Il parere dell’esperta
Come ha puntualizzato Daniela Bianco, partner e responsabile dell’Area Healthcare di The European House – Ambrosetti, «la nostra salute è in gran parte il risultato dei comportamenti e del contesto in cui viviamo lungo tutto il corso della vita, sin dal momento del concepimento. Comprendere questa relazione significa poter intervenire per prevenire, intercettare tempestivamente e gestire in maniera efficace le diverse patologie che sono determinate da questi fattori».
Chiaro anche il pensiero di Francesco Saverio Mennini, esperto in economia sanitaria del ministero della Salute e direttore del gruppo di ricerca sull’Economic Evaluation e HTA del Centro di Studi Economici e internazionali di Tor Vergata.

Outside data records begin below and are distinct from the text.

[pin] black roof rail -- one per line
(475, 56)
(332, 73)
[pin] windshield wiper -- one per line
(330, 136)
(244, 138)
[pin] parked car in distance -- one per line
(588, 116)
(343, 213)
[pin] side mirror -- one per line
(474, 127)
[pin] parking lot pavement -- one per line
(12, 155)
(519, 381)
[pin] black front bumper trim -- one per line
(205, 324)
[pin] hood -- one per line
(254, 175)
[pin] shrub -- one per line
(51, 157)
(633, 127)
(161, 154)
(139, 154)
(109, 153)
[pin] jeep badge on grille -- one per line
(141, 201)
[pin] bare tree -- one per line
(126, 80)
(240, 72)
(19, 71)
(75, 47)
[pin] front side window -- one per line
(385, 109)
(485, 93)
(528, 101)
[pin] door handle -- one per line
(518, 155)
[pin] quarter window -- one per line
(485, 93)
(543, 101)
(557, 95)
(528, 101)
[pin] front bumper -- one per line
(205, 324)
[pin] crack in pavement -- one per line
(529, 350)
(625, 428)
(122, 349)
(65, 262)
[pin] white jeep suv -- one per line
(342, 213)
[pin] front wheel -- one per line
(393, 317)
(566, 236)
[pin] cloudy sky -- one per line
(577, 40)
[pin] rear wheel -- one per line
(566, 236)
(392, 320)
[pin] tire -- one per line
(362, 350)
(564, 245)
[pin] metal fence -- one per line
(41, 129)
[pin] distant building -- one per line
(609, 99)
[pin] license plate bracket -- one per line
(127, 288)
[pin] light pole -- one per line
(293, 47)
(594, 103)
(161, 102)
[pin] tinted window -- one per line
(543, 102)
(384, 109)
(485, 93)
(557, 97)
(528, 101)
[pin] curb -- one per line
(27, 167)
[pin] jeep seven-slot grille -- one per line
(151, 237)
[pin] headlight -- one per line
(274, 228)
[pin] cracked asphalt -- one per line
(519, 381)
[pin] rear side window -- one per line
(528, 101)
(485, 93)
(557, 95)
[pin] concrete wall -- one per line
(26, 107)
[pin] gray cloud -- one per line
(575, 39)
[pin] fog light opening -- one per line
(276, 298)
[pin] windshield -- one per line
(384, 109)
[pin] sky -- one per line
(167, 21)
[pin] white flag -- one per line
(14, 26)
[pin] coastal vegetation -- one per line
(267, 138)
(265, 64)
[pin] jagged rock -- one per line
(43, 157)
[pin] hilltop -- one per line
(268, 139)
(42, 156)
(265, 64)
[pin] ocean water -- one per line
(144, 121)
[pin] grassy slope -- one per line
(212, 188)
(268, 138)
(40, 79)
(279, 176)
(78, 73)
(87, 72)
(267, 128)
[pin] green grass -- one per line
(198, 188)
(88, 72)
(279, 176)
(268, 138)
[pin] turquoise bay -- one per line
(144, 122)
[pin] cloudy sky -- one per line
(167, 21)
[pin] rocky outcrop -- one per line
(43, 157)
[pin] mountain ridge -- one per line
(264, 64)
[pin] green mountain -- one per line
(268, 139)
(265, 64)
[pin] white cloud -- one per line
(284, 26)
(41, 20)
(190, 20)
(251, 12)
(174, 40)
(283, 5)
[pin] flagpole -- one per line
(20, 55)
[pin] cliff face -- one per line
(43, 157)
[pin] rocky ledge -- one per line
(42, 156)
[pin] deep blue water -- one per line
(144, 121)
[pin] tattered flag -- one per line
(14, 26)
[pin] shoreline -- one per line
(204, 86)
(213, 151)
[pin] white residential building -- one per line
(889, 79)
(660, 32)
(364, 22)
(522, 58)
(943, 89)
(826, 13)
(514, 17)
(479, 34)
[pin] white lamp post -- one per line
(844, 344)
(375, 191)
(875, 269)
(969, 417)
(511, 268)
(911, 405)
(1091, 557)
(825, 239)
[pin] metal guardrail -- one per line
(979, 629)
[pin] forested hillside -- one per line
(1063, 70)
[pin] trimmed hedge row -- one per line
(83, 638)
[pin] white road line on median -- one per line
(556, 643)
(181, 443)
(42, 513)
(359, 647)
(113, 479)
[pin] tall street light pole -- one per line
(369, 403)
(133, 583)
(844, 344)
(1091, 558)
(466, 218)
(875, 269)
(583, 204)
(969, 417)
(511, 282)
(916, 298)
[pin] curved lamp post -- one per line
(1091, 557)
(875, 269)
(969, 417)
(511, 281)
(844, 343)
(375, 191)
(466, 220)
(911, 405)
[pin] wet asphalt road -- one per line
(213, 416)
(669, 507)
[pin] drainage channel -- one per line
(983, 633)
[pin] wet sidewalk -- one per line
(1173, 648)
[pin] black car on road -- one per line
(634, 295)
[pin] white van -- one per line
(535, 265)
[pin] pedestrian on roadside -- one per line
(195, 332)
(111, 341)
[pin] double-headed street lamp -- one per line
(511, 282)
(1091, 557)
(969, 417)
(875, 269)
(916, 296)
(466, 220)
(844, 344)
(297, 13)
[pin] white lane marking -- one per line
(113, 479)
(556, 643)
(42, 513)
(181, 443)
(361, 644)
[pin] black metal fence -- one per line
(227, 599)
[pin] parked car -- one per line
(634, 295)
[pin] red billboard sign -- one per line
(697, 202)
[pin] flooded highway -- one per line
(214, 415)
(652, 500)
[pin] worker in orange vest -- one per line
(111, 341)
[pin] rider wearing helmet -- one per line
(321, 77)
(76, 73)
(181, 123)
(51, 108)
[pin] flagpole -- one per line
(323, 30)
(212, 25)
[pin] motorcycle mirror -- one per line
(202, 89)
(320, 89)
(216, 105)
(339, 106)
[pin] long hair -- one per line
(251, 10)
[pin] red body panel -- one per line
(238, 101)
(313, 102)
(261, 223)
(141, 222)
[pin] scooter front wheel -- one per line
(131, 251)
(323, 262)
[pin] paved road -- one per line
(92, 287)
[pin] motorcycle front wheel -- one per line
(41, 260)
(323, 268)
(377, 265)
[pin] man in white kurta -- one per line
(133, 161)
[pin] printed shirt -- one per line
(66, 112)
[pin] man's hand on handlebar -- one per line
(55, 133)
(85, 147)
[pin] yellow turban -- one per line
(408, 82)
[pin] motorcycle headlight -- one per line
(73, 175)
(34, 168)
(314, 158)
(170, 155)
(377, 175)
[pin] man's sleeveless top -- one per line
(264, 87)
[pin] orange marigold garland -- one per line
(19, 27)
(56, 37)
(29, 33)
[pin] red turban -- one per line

«Per concretizzare il concetto di salute in un’ottica One Health e come Investimento servono alcune azioni (caratteristiche dell’HTA), quali: misurare non solo la singola prestazione ma il risultato di tutto il percorso di cura, tenendo conto dei costi evitati e dei vantaggi in termini economici, sociali ed ambientali; misurare la spesa non su un anno ma su un periodo più lungo per valutare l’efficienza dei percorsi di cura, similmente a quanto si fa per gli investimenti. Misurare e valutare devono diventare i pilastri di riferimento».
Verso un futuro sinergico: curare ambiente per stare bene
In mezzo alle sfide senza fine che affrontiamo in un mondo sempre più urbanizzato, un raggio di speranza balena nel riconoscimento globale dell’interdipendenza tra ambiente e salute.
La COP28, appena conclusa a Dubai, ha rappresentato un passo epocale includendo, per la prima volta, una giornata interamente dedicata alla salute nel suo vasto panorama dedicato al clima e all’ambiente.
Questo segnale positivo, condiviso da Roberta Toffanin, esperta del ministero dell’Ambiente e della Sicurezza Energetica, rappresenta un importante atto di consapevolezza. Finalmente, l’interconnessione tra salute umana e stato ambientale riceve l’attenzione e la considerazione globale che merita.
Questa svolta rappresenta un punto di partenza verso un futuro in cui la salute e l’ambiente non sono più considerati in isolamento, ma come parti inscindibili di uno stesso ecosistema.
Tuttavia, questa è solo l’inizio. È ora di passare dalle parole ai fatti, dall’attenzione all’azione concreta, perché il nostro destino è intrecciato con quello del nostro Pianeta. Scegliamo dunque di preservarlo attraverso una serie di azioni che garantiscano una vita sana per le generazioni presenti e future. L’interconnessione tra salute e ambiente non è solo una realtà ineluttabile, ma la chiave per un mondo più sano, equo e sostenibile per tutti.